Свои | страница 42



Я следил, завороженный, ожидая чего угодно.

Погрузила обратно в салат, пожевала губами, скосила мудрый насмешливый глаз. И стала рассказывать про свою польскую бабку, которая, задремав, уронила книгу Пушкина. Проснулась от стука. Пошарила рукой, не нашла. Встала, книги не было. Исчезла с концами.

– А может, где-то он есть, тот томик, еще объявится… Сереженька, мы не всё знаем о вещах, мы мало, мало понимаем…


Она то легкая, то тяжелая. То обожаемая и верная, как часть рода, как продолжение тела, то зловещая, чужая, самодостаточная, будто из какого-то неизвестного алхимического сплава.

В ее тусклом зеркале, в ее зыбком свете – слишком многое…

Оглаживаю выпуклые узоры черенка, и каждый раз, как слепцу, мнится разное: корабль с мачтами и парусами, дворец в языках огня, гибкая фигура танцовщицы с обручем на бедрах.

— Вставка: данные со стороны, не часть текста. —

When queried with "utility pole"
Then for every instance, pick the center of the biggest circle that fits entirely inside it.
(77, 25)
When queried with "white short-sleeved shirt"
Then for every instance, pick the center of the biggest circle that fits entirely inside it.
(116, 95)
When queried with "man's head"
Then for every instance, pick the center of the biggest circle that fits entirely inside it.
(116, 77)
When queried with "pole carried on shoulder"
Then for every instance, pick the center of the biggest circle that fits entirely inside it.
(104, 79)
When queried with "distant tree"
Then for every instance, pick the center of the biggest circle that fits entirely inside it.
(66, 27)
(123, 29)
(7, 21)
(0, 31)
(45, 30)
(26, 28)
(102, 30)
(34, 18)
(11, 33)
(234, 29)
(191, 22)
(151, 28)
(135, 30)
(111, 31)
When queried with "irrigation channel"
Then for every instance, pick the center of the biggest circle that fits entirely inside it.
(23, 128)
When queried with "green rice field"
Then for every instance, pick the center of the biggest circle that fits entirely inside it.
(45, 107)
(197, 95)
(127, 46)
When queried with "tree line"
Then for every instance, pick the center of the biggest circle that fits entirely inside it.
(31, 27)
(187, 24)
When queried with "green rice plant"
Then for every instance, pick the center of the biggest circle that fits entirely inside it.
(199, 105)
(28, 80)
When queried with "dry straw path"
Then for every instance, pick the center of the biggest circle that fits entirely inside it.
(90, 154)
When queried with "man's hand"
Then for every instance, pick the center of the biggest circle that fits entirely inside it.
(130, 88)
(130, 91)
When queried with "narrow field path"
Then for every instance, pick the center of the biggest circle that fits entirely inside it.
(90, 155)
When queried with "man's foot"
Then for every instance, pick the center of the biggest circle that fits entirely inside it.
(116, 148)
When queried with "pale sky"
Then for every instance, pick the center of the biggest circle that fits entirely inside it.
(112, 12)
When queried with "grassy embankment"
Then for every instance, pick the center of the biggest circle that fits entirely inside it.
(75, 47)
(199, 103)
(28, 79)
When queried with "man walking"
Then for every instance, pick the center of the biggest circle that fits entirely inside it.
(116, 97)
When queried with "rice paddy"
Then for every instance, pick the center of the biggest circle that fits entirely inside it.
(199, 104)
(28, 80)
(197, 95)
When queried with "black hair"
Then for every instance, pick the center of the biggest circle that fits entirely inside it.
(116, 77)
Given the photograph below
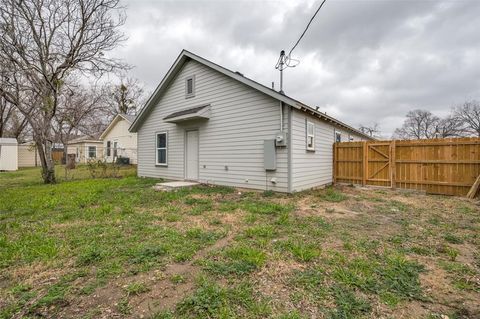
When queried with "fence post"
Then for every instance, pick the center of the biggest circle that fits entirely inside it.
(364, 163)
(393, 161)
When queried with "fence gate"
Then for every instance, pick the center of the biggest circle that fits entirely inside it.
(378, 166)
(439, 166)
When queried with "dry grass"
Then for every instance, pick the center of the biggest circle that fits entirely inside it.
(115, 248)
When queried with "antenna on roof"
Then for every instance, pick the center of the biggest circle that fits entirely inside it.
(280, 67)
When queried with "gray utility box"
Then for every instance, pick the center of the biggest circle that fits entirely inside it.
(269, 155)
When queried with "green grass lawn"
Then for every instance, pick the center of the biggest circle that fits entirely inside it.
(88, 248)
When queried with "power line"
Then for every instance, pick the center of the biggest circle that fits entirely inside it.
(306, 28)
(285, 61)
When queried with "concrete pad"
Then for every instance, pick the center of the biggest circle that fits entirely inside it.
(170, 186)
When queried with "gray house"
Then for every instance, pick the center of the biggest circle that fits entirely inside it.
(209, 124)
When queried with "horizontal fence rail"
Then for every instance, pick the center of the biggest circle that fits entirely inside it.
(438, 166)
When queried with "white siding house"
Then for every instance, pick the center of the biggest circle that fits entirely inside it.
(118, 141)
(212, 125)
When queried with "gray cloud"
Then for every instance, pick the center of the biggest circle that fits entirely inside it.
(362, 61)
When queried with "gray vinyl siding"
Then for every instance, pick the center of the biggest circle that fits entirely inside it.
(241, 119)
(313, 169)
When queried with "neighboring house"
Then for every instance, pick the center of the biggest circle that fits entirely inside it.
(85, 148)
(209, 124)
(118, 141)
(28, 155)
(8, 154)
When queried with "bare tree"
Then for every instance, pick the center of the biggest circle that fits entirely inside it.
(126, 97)
(42, 42)
(468, 114)
(419, 124)
(5, 114)
(450, 126)
(371, 130)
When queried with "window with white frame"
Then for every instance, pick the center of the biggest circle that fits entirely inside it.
(190, 86)
(115, 149)
(338, 137)
(161, 148)
(310, 138)
(92, 152)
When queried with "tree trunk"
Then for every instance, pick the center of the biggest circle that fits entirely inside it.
(48, 166)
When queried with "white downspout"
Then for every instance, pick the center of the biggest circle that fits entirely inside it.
(281, 116)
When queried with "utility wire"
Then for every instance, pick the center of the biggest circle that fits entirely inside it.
(308, 25)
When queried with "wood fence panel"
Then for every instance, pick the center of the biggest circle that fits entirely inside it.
(439, 166)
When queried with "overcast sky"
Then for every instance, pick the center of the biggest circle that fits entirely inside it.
(361, 61)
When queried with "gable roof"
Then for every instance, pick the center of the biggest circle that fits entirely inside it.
(83, 139)
(118, 117)
(186, 56)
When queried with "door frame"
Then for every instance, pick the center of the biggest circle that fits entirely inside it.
(192, 129)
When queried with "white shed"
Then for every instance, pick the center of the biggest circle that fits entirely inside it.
(8, 154)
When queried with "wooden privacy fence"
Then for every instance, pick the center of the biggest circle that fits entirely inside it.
(438, 166)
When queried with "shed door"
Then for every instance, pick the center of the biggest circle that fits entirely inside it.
(191, 159)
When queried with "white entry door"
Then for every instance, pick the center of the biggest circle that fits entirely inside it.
(191, 156)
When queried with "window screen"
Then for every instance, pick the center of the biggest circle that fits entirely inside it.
(161, 148)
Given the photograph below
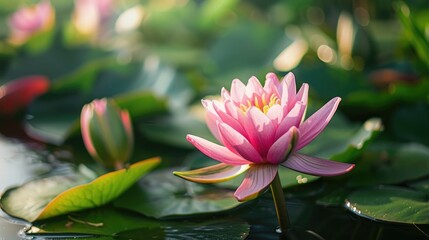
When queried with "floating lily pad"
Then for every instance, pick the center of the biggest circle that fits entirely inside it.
(408, 128)
(391, 164)
(163, 195)
(390, 204)
(56, 195)
(108, 221)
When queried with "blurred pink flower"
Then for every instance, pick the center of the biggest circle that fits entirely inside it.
(260, 128)
(90, 16)
(19, 93)
(28, 21)
(107, 132)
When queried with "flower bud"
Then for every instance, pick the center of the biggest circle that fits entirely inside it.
(107, 132)
(29, 21)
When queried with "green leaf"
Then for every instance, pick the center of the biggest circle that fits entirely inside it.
(422, 186)
(212, 174)
(108, 221)
(391, 164)
(172, 129)
(56, 195)
(408, 128)
(213, 10)
(163, 195)
(415, 35)
(390, 204)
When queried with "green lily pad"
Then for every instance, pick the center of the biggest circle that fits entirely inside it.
(409, 129)
(163, 195)
(56, 195)
(422, 186)
(112, 222)
(415, 35)
(391, 164)
(390, 204)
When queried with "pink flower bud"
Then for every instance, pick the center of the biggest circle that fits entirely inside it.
(107, 132)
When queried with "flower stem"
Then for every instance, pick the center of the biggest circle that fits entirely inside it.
(280, 204)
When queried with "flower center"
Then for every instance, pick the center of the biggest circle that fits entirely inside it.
(262, 102)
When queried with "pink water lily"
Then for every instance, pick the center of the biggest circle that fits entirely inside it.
(107, 132)
(259, 128)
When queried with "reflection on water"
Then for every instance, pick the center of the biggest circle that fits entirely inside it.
(17, 165)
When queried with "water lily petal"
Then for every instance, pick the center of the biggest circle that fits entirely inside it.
(263, 128)
(228, 119)
(288, 87)
(316, 166)
(237, 90)
(213, 174)
(253, 88)
(283, 146)
(258, 177)
(302, 95)
(293, 118)
(272, 77)
(238, 144)
(215, 151)
(271, 84)
(315, 124)
(275, 114)
(212, 118)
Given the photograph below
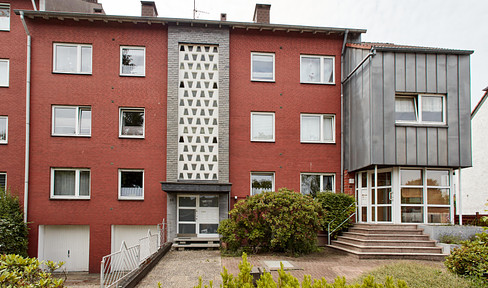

Есть ли память у этой благородной светлости? Может быть, все встреченные краски и события она хранит, как флешка?

Прикладываю черпало к уху, накрыв целиком, и слушаю шум, наверное, собственной крови, но хочется раствориться в нем, представляя, что это торжественный церковный хор, или плач полярной метели, или рев толпы на площади, или летает над Замоскворечьем отзвук сирены, сливаясь с нарастающим гулом «юнкерсов»…

Или это родные, знакомые и незнакомые голоса зовут друг друга в потустороннем радиоэфире.

Внешняя сторона черпала с узором колокольчика «гусиное горлышко» сама как нераскрывшийся ранний бутон – возможно, лилии, или купол собора, или неуязвимая каска солдата будущего.

Хорошо, вернувшись в дом, приложить серебряную милость к разгоряченному лбу и держать, не шевеля, отдавая по капле уличное солнце.

Хорошо, когда (так, как прямо сейчас) пишешь от руки за чистым столом – таинственная трапеза, каждое новое предложение все полнее насыщает сердце.


Бабушка стукнула меня ложкой по лбу.

Слегка, не больно, а обидно, сырой большой шлепок.

И добавила важно, осудив пристальным светло-серым взглядом:

– Ум с дыркой и посвистывает…

За дело стукнула – передразнил какое-то ее слово. Родители смутились, но перечить не стали.

– Не кривляйся, ешь нормально, – сказала мама неуверенно.

Анна Алексеевна была строгая, деревенская. Приезжая к нам, вела себя по-хозяйски требовательно и сразу заграбастывала самую большую ложку и самую мягкую подушку. Обычно я не дразнился, а восхищался ее нравом, речью, говором. Костистая и скуластая. Любила тревожиться: «Ой, че это?» Всю жизнь трудилась и родила моего папу в поселке Труд на Вятке. Пахала с подругами, впрягшись в плуг, когда мой дед Иван Иванович Шаргунов со своим штрафным батальоном уходил в последний бой под Ленинградом. Любила закусывать курицу шоколадной конфетой и энергично составляла письма всем своим близким с кучей ошибок (два класса образования), но с обязательной, веселой и грамотной концовкой: «Жду ответа, как соловей лета!»